Why is it sufficient to only check ${s/p_i}$ powers in finding primitive root?

Question

In an answer to Finding a primitive root of a prime number, Vadim only checks $\,a^{\large s/p_i}\bmod p\,$ to check a primitive root. It works but why it is sufficient just to check only the powers ${s/p_i}$ rather than powers of all divisors of $\phi(p)$?

Answer 1

It's a special case of the following, which uses the fact that every proper factor of $\,n\,$ divides some maximal proper factor $\,n/p,\,$ where $p$ ranges over the prime factors of $\,n\,$ (an immediate consequence of the Fundamental Theorem of Arithmetic = existence and uniqueness of prime factorizations).

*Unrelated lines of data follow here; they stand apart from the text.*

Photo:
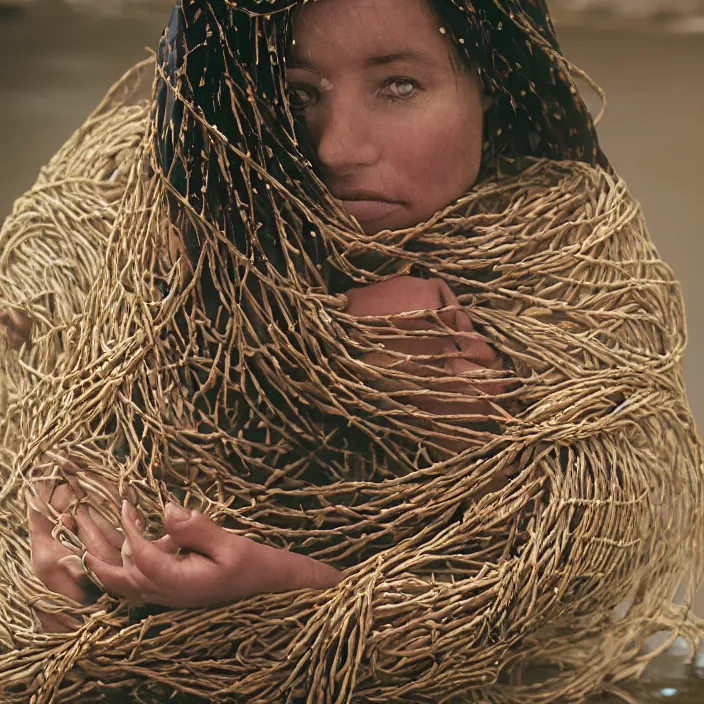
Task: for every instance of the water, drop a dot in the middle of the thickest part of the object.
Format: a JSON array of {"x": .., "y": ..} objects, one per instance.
[{"x": 56, "y": 62}]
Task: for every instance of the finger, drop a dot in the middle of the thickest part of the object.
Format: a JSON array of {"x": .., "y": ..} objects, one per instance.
[
  {"x": 120, "y": 580},
  {"x": 70, "y": 579},
  {"x": 94, "y": 540},
  {"x": 194, "y": 531},
  {"x": 167, "y": 544},
  {"x": 159, "y": 567},
  {"x": 111, "y": 533}
]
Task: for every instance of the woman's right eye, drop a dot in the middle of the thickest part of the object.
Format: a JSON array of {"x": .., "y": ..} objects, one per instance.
[{"x": 300, "y": 96}]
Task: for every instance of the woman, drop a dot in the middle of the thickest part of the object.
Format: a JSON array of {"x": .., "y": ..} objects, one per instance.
[
  {"x": 340, "y": 180},
  {"x": 393, "y": 152}
]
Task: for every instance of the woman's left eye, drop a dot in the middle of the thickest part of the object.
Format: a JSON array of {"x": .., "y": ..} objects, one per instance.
[{"x": 402, "y": 88}]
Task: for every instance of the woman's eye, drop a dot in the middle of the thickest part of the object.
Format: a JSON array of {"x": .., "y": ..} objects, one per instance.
[
  {"x": 402, "y": 88},
  {"x": 300, "y": 97}
]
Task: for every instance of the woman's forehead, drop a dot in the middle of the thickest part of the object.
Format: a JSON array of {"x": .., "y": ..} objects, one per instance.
[{"x": 374, "y": 32}]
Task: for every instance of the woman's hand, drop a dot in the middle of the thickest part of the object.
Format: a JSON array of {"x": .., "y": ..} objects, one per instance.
[
  {"x": 18, "y": 326},
  {"x": 457, "y": 355},
  {"x": 217, "y": 566},
  {"x": 56, "y": 566}
]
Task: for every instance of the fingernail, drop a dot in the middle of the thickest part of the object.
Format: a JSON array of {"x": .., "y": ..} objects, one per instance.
[
  {"x": 94, "y": 515},
  {"x": 176, "y": 512},
  {"x": 34, "y": 504},
  {"x": 73, "y": 566},
  {"x": 130, "y": 512}
]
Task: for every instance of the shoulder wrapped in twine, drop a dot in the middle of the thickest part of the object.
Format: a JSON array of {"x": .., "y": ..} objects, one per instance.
[{"x": 475, "y": 547}]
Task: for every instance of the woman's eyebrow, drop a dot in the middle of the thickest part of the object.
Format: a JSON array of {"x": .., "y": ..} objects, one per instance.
[
  {"x": 381, "y": 60},
  {"x": 398, "y": 56}
]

Order Test $\ \,a\,$ has order $\,n\iff a^{\large n} \equiv 1\,$ but $\,a^{\large n/p} \not\equiv 1\,$ for every prime $\,p\mid n.\,$

Proof $\ (\Leftarrow)\ $ If $\,a\,$ has $\,\color{#c00}{{\rm order}\ k}\,$ then $\,k\mid n\,$ (proof). If $\:k < n\,$ then $\,k\,$ is proper factor of $\,n\,$ therefore $\,k\,$ arises by deleting at least one prime $\,p\,$ from the prime factorization of $\,n,\,$ hence $\,k\mid n/p,\,$ say $\, kj = n/p,\ $ so $\ a^{\large n/p} \equiv (\color{#c00}{a^{\large k}})^{\large j}\equiv \color{#c00}1^{\large j}\equiv 1,\,$ contra hypothesis. $\ (\Rightarrow)\ $ Clear.